Naloxone for Chronic Pain

My trusty Google search bot fleet turned up this recent article highlighting a recent piece on NPR (radio) that I had not heard or heard tell of as we say in the South since I work and cannot listen to it as much as I would wish. It concerned a trend in utilizing naloxone in treating chronic pain.

This is somewhat significant as naloxone is about as far away from using opioids to treat pain as you can get. Naloxone is used to treat addictions and simply cannot be viewed at all in the same pejorative light as opioids.

Naloxone, without boring the reader with a brainy, academic, overly pharmacologic explanation of the in’s and out’s of this area of “medication-assisted treatment” (MAT in the new parlance of addictionology), is a blocker of effects of opioids and helps to blunt the effects by which opioids and even alcohol induce and sustain addiction. It is both a generic (not a brand name, i.e., not expensive) drug and a brand name form drug, Vivitrol (super expensive and highly promoted by its parent manufacturer.
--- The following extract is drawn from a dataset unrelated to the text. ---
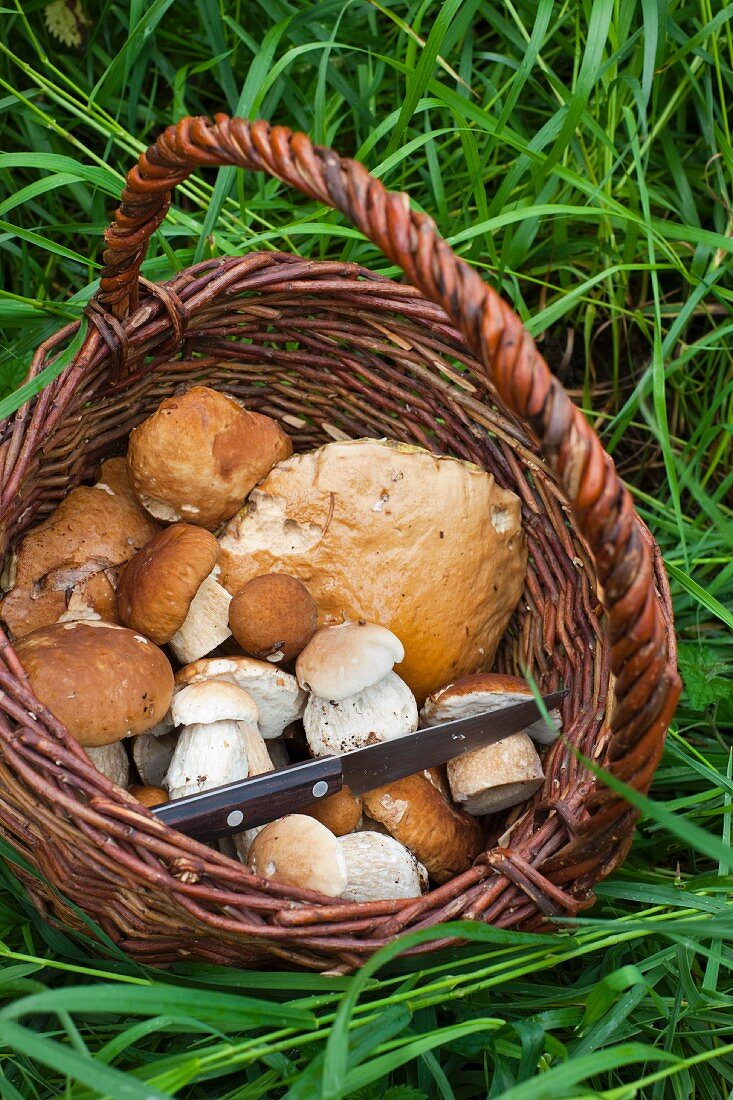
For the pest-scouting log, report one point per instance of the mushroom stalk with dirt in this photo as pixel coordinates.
(217, 718)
Naloxone has been around for decades. It has a well-established place in the pantheon of tools to treat addictions, along with, of course, the cognitive therapies and my sentimental favorite the 12 Step programs that I view as all-important in the journey of anyone in recovery.
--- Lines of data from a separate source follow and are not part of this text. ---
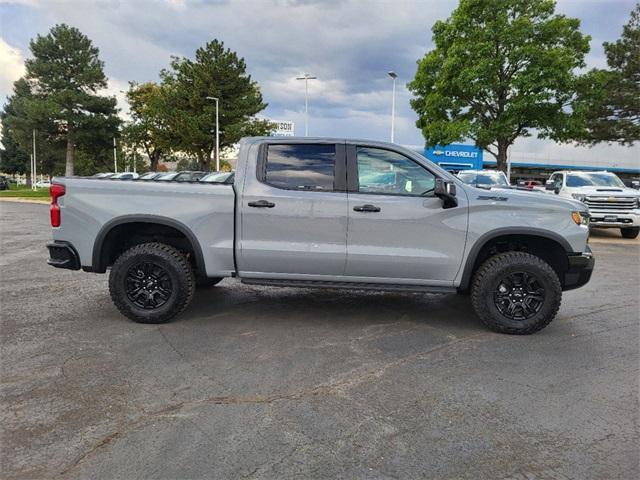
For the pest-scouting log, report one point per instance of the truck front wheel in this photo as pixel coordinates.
(516, 293)
(630, 232)
(151, 283)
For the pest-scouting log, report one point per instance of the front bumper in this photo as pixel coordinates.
(580, 269)
(605, 219)
(63, 255)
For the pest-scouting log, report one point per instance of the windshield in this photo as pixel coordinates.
(216, 177)
(584, 179)
(486, 179)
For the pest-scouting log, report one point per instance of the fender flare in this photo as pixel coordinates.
(98, 244)
(465, 281)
As an aside, I will never forget my first patient with alcohol addiction as a naive, dumb, unschooled psychiatry resident over 45 years ago at Duke. He was not my then biased stereotype of a problem drinker, someone who had lost almost everything, came into the hospital inpatient service in alcohol withdrawal, etc. On the contrary, he was a professional, respected in his circles, accomplished, educated and showing almost none of the physical issues or stigmata of the ravages of alcoholism. He had relapsed. His treating Duke psychiatrist, my instructing attending was wise enough to ask this man to educate me about his disease. And this was in the days when moral opprobrium still reigned supreme toward alcoholism and addictions. the concept of addiction as a disease was just making headway into the lingua franca of our world then as the new enlightened way to view and approach addictions courtesy of two of then past giants in addictions, the recently late Dr. Herbert Kleber MD then of Columbia University Dept. of Psychiatry and UNC-Chapel Hill School of Medicine’s Dr. John Ewing, a giant in alcoholism research and treatment, founder of the Center for Alcohol Studies.
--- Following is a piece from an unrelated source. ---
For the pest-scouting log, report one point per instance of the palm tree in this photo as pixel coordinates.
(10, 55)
My patient above told me his ‘story.’ I had the sense to listen to him for as long as he wished to talk. He took me through his life account for well over an hour. I was astonished at how open he was with me about his failings, drinking, failures, and relapses. When I intimated that I would have to digest all that he had told me, he surprised me further. He asked me if I knew about A.A., Alcoholics Anonymous. I answered honestly that I knew very little. I recounted that I remembered my parents taking in geologists and mining engineers from my father’s international mining teams when I was a kid, who had been alcoholics and helping them get back on their feet. I said I only knew that my father had helped them go to AA and that it helped them but that was about the sum total of my knowledge.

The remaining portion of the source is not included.